I've got two possible implentations to propose (I have them both
working, the differences aren't so great). Both are based on the way
it's done in perl 5: the closure operator, in our case #, at the
start of a group signifies that flags follow. This doesn't clash with
any existing syntax. Obviously you need EXTENDED_GLOB set.
Syntax 1 Syntax 2
(#ifoo)bar ((#i)foo)bar match FOObar FoObar fOobar, not FOOBAR
bar(#ifoo) bar(#i)foo same with the bits the other way round
(#lfooBAR) (#l)fooBAR match FOOBAR FoOBAR fOoBAR, not foobar
(#ifoo(#cbar)) (#i)foo(#c)bar same as first example; #c negates i or l
So in the first case, only the #X is the flag and grouping is normal,
while in the second case the whole of (#X) is the flag and doesn't
mark a separate group. In both cases the effect stays until the end
of the nearest enclosing group.
#s (for significant) could be an alternative to #c; #l corresponds to
Sven's (f) qualifier, i.e. only lower case letters in the pattern
match case-insensitively in the target string.
I think I find the second version (which is also more perl-like) a
bit cleaner. The only real bind with this is with KSH_GLOB, where the
second set of examples would have to become @(@(#i)foo)bar,
@(#l)fooBAR and @(#i)foo@(#c)bar. (Actually I'm lying, because the
shell doesn't need the @ if it comes across the left parenthesis
before anything else, so you can drop the first @ in each case, but
this is deliberately undocumented.)
One point about this is that you need to turn on case-insensitivity at
any segment of the path where you need it:
/(#i)foo/(#i)bar to match /FoO/BaR, /foo/BAR, /FOO/bar, ...

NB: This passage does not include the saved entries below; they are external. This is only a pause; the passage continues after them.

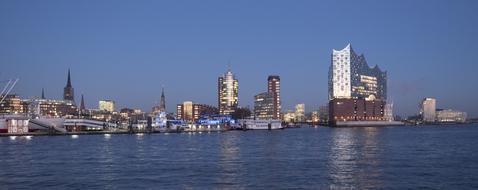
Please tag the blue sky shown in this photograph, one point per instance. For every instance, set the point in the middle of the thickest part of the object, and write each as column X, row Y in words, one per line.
column 126, row 50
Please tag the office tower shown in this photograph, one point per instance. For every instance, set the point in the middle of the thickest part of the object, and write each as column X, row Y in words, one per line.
column 300, row 113
column 68, row 91
column 351, row 77
column 428, row 110
column 107, row 105
column 273, row 87
column 357, row 92
column 227, row 93
column 264, row 106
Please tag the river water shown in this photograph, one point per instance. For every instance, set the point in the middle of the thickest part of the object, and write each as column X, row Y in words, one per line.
column 433, row 157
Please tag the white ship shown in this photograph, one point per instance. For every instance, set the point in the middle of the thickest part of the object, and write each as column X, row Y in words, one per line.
column 257, row 124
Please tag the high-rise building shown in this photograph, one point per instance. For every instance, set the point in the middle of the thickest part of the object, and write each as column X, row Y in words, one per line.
column 227, row 93
column 106, row 105
column 357, row 92
column 264, row 106
column 273, row 87
column 428, row 110
column 190, row 112
column 451, row 116
column 68, row 91
column 351, row 77
column 300, row 113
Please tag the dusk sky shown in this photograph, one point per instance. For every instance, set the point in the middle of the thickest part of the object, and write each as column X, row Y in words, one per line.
column 126, row 50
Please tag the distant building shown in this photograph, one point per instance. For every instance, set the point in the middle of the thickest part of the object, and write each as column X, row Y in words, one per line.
column 324, row 113
column 428, row 110
column 68, row 91
column 345, row 109
column 50, row 107
column 162, row 105
column 12, row 104
column 300, row 113
column 450, row 116
column 106, row 105
column 357, row 92
column 264, row 106
column 289, row 116
column 314, row 117
column 351, row 77
column 273, row 87
column 227, row 89
column 190, row 112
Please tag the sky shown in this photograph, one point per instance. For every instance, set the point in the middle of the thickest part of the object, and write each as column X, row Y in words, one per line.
column 128, row 50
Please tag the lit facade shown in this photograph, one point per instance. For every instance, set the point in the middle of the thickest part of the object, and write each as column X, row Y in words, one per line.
column 12, row 104
column 228, row 88
column 351, row 77
column 450, row 116
column 273, row 87
column 428, row 110
column 264, row 104
column 190, row 112
column 106, row 105
column 300, row 113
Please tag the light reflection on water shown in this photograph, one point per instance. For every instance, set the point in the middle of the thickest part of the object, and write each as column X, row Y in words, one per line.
column 306, row 158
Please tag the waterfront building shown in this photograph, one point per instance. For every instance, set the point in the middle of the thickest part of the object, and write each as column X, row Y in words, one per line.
column 273, row 87
column 324, row 113
column 227, row 89
column 106, row 105
column 12, row 104
column 315, row 117
column 300, row 113
column 346, row 109
column 357, row 92
column 450, row 116
column 264, row 106
column 289, row 116
column 351, row 77
column 190, row 112
column 428, row 110
column 68, row 91
column 162, row 104
column 49, row 107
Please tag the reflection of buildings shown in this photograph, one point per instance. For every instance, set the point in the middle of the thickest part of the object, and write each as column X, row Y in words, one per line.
column 356, row 91
column 190, row 112
column 227, row 90
column 428, row 110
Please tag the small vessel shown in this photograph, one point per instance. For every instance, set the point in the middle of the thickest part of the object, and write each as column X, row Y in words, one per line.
column 260, row 124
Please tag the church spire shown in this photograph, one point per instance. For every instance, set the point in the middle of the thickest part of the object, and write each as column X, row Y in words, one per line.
column 68, row 83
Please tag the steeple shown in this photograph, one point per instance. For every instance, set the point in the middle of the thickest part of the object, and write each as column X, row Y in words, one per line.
column 162, row 103
column 68, row 83
column 68, row 91
column 42, row 93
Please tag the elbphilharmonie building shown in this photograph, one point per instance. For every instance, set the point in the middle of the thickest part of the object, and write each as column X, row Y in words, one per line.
column 351, row 77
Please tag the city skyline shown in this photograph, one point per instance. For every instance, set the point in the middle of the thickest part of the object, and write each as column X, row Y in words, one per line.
column 103, row 67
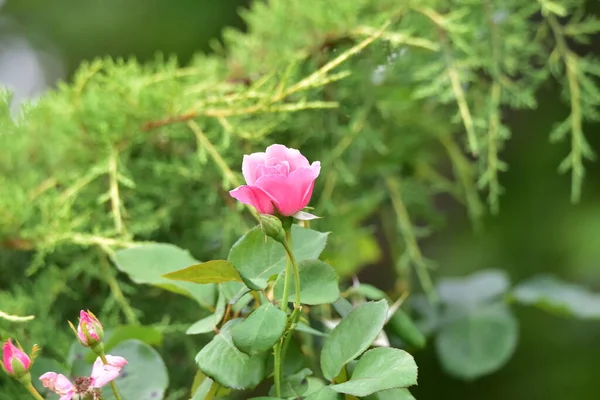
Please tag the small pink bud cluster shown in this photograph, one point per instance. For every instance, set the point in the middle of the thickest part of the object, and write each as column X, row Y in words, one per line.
column 15, row 361
column 89, row 330
column 90, row 333
column 101, row 375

I think this is OK: it mirrors what the shell is really doing --- as
the file system is case sensitive, it has to do separate searches in
each directory. Here the second syntax is definitely clearer. If
someone wants to propose a way of turning on case-insensitivity for
all parts of the path --- which means doing globbing on every segment
so is slow --- I'll listen.
I will post the patch if there's any positive response to either of these.